Dayuan

The Dayuan (in Ferghana) was one of the three advanced civilizations of Central Asia around 130 BCE, together with Parthia and Greco-Bactria, according to the Chinese historical work Book of Han.

Dayuan (or Tayuan; Chinese: 大宛; pinyin: Dàyuān; lit. 'Great Ionians'; Middle Chinese dâiC-jwɐn < LHC: dɑh-ʔyɑn[1]) is the Chinese exonym for a country that existed in Ferghana valley in Central Asia, described in the Chinese historical works of Records of the Grand Historian and the Book of Han. It is mentioned in the accounts of the Chinese explorer Zhang Qian in 130 BCE and the numerous embassies that followed him into Central Asia. The country of Dayuan is generally accepted as relating to the Ferghana Valley, controlled by the Hellenistic city-state Alexandria Eschate (modern Khujand, Tajikistan), which can probably be understood as "Greco-Fergana city-state" in English language.

These Chinese accounts describe the "Dayuan" as urbanized dwellers with European phenotypes, living in walled cities and having "customs identical to those of the Daxia" or Greco-Bactrians, a Hellenistic kingdom that was ruling Bactria at that time in today's northern Afghanistan. The Dayuan are also described as manufacturers and great lovers of wine.[2]

The Dayuan were the descendants of Greeks forcibly resettled in the area by the Persian Empire, as well as the subsequent Greek colonists that were settled by Alexander the Great in Ferghana in 329 BCE (see Alexandria Eschate), and had prospered within the Hellenistic realm of the Seleucids and Greco-Bactrians, until they were isolated by the migrations of the Yuezhi around 160 BCE and the Scythians in 140. It appears that the name "Yuan" was simply a transliteration of Sanskrit Yavana or Pali Yona, used in Asia to designate Greeks ("Ionians"), so Dayuan meant "Great Ionians".[3][better source needed]

Characters for Dayuan, associating the character for "Great", and a character originally depicting two persons seated under one roof, but used for its sound value here. It is pronounced "yuān" instead of the more usual "wǎn".

By 100 BC, the Dayuan were attacked and then defeated by the Han dynasty in the Han-Dayuan war.
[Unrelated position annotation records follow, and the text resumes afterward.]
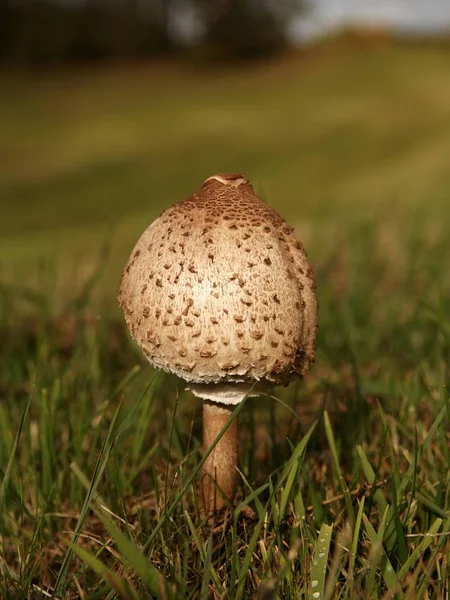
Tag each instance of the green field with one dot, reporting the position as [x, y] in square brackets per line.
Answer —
[352, 146]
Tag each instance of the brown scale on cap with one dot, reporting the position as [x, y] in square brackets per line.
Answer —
[239, 264]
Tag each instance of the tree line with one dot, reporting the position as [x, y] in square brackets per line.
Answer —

The interaction between the Dayuan and the Chinese is historically crucial, since it represents one of the first major contacts between an urbanized civilization in Central Asia and the Chinese civilization, opening the way to the formation of the Silk Road that was to link the East and the West in material and cultural exchange from the 1st century BCE to the 15th century.[citation needed]

  1. ^ Schuessler, Axel. (2009) Minimal Old Chinese and Later Han Chinese.. University of Hawai'i Press. p. 233, 268
  2. ^ Watson, Burton(1993). Records of the Grand Historian by Sima Qian. Translated by Burton Watson. Han Dynasty II (Revised Edition), pp. 244–245. Columbia University Press. ISBN 0-231-08166-9; ISBN 0-231-08167-7 (pbk)
  3. ^ Omkar (2017-02-13). Industrial Entomology. Springer. ISBN 9789811033049.